James is known for his ability to challenge clients constructively, getting into the details quickly and surfacing the real problem behind the stated one. Whether he's in a board room presenting to directors or trustees, working alongside a commercial director on a transformation programme, or unpicking a cross-functional operational issue, he brings the same combination of technical depth and business pragmatism – translating what's possible into language executive teams can act on.
His approach is grounded in a simple philosophy: simplify, test, and bias towards action. James is wary of unchecked assumptions and the analysis paralysis they create. He'd rather run a lean experiment, look at actual outcomes, and adapt – an ethos that reflects The Curve's wider obsession with productivity and the disciplined pursuit of what genuinely matters.

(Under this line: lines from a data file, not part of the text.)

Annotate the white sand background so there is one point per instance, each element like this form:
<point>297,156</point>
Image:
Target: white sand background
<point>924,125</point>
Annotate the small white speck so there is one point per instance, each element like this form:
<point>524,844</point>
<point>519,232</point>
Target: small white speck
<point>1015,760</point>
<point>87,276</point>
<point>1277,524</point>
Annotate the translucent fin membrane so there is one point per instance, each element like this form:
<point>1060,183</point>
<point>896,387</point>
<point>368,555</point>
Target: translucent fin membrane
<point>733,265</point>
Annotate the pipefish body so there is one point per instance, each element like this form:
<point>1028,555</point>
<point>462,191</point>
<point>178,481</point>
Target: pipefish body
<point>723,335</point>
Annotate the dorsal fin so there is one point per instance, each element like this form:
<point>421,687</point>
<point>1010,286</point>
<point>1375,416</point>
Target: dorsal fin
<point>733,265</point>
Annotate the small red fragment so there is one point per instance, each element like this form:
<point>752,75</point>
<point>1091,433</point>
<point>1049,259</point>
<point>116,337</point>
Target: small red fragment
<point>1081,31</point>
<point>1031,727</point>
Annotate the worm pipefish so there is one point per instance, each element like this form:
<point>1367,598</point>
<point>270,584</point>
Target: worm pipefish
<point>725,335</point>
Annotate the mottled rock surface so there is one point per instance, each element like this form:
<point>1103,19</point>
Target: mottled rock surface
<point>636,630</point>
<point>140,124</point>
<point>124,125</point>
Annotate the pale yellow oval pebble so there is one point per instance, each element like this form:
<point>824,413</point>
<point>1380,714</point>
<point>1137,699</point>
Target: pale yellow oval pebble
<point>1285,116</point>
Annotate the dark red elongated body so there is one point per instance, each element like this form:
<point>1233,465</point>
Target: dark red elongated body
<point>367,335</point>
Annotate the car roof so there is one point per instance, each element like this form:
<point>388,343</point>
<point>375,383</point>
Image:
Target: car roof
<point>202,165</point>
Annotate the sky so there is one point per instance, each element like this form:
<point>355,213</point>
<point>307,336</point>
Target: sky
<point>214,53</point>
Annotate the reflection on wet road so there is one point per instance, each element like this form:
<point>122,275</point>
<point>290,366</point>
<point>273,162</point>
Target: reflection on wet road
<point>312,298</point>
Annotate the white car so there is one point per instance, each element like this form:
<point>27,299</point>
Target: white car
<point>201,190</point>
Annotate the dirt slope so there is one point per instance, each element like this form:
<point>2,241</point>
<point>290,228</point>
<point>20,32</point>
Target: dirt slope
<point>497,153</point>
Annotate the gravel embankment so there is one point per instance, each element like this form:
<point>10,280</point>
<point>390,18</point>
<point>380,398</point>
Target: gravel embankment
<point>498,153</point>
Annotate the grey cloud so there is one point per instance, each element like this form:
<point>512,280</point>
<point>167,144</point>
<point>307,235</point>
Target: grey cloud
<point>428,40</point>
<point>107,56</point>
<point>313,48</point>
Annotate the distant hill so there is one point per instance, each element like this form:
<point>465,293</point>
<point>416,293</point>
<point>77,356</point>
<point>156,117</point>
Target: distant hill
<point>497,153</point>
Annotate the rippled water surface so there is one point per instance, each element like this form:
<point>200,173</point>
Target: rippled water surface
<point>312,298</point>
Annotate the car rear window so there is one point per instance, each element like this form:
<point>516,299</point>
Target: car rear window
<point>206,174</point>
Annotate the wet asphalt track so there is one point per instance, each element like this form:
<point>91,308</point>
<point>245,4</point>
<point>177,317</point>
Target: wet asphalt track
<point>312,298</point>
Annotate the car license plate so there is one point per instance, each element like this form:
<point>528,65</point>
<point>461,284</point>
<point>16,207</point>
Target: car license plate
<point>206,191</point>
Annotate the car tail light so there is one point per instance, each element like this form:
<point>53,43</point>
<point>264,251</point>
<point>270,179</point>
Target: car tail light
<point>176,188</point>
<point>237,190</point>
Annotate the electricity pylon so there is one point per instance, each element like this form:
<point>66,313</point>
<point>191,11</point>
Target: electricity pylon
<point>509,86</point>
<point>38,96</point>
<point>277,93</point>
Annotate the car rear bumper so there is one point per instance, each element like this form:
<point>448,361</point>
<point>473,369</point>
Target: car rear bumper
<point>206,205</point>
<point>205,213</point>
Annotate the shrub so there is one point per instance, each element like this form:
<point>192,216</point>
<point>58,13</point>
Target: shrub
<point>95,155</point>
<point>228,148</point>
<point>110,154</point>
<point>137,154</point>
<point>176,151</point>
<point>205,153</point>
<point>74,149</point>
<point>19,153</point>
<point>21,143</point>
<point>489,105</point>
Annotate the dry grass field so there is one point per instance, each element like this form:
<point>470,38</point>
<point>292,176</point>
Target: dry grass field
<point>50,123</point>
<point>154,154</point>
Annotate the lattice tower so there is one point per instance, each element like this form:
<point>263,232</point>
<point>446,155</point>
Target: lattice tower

James and his co-founder Paul started The Curve after scaling a global telematics platform from a small founding team to more than 120 people, serving blue chip insurers across North and South America, Europe, and Asia. That journey meant solving problems at every layer of the stack — but just as importantly, the business, process, and people problems that come with rapid scale. The Curve is the distillation of that experience: a consultancy built to be a trusted partner throughout a client's technology journey, focused on doing a good job, building things that drive productivity, and creating lasting impact.

James delivered a brilliant talk about 'Why AI Isn't Taking My Job'. When everything feels uncertain with the introduction of AI into the modern business, it was a breath of fresh air to sit down and discuss how humans most definitely can still add value — introducing fast vs. slow thinking and how keeping humans in the loop is still essential.